A majorization-minimization (MM) algorithm gives multiplicative updates \begin{align*} v_{ik}^{(t+1)} &= v_{ik}^{(t)} \frac{\sum_j x_{ij} w_{kj}^{(t)}}{\sum_j b_{ij}^{(t)} w_{kj}^{(t)}}, \quad b_{ij}^{(t)} = \sum_k v_{ik}^{(t)} w_{kj}^{(t)}, \\ w_{kj}^{(t+1)} &= w_{kj}^{(t)} \frac{\sum_i x_{ij} v_{ik}^{(t+1)}}{\sum_i b_{ij}^{(t+1/2)} v_{ik}^{(t+1)}}, \quad b_{ij}^{(t+1/2)} = \sum_k v_{ik}^{(t+1)} w_{kj}^{(t)} \end{align*} that drive the objective $L^{(t)} = L(\mathbf{V}^{(t)}, \mathbf{W}^{(t)})$ downhill.

Derive the above update rule from the MM principle.
Implement the algorithm with the following interface:
```
function nnmf(
 X::Matrix{T},
 r::Integer;
 maxiter::Integer=1000, 
 tol::Number=1e-4,
 V::Matrix{T}=rand(T, size(X, 1), r),
 W::Matrix{T}=rand(T, r, size(X, 2))
 ) where T <: AbstractFloat
 # implementation
 # Output
 return V, W
end
```
Start your algorithm from $v_{ik}^{(0)} = w_{kj}^{(0)} = 1$ for all $i,j,k$ and use the stopping criterion $$ \frac{|L^{(t+1)} - L^{(t)}|}{|L^{(t)}| + 1} \le tol. $$

Apply the algorithm with r=3, 5, 10 and report the run times, using @time.

Efficiency (both speed and memory) as well as correctness of the implementation will be the most important criterion when grading this problem.
Plot the $r$ rows of the resulting matrix $\mathbf{H}$ as 28x28 images for the tried values of $r$ above.
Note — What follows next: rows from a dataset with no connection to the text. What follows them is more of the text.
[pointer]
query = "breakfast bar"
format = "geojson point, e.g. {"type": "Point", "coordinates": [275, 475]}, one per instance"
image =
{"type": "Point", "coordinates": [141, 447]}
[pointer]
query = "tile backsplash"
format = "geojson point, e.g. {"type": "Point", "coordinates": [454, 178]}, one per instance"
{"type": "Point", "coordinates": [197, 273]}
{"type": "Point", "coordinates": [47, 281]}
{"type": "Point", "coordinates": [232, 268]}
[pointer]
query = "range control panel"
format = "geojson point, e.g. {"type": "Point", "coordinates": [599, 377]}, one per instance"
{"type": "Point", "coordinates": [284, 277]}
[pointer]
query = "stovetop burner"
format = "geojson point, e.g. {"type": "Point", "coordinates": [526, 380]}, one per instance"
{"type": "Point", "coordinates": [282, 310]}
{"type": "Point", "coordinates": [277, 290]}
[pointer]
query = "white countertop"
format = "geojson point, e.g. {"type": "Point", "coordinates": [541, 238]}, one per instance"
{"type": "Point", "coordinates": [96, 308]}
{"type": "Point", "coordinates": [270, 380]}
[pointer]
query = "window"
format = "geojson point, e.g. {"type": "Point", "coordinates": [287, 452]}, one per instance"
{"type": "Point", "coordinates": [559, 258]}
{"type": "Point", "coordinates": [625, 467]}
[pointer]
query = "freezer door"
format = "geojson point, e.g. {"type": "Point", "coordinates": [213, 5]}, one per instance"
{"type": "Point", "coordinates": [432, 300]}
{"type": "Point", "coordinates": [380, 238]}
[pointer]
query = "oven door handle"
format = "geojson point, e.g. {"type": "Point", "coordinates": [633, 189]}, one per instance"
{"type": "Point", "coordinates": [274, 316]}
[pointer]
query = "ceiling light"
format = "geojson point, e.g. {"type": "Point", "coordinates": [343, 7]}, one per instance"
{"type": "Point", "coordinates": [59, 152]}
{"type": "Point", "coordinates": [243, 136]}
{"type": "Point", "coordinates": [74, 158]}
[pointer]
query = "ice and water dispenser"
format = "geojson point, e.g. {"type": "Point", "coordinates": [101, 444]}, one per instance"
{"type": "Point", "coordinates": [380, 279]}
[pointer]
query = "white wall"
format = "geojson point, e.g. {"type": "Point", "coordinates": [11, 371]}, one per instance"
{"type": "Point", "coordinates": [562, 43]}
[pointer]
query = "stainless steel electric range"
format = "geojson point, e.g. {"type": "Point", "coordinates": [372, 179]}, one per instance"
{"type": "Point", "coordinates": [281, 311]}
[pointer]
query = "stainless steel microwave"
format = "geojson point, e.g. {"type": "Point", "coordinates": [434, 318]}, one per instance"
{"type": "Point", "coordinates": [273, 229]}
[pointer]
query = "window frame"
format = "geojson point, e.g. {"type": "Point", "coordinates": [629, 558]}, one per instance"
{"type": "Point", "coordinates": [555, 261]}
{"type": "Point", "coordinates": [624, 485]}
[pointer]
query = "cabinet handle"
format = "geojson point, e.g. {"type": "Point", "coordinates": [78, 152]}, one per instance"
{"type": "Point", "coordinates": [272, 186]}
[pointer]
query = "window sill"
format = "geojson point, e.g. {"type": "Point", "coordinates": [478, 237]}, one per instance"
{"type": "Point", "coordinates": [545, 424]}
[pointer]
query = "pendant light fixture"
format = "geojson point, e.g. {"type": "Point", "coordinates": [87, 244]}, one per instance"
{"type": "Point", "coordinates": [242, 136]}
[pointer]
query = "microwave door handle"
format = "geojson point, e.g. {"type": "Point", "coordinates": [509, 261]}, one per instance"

You may need to scale them to be visible.
Consider the case $r=10$. Pick the image $\mathbf{x}_i$ used in Homework 3, Q1-2, and plot its NMF coefficients, i.e., the $i$th row of matrix $\mathbf{V}$. Compare the result with the PCA loadings of Homework 3, Q1-2.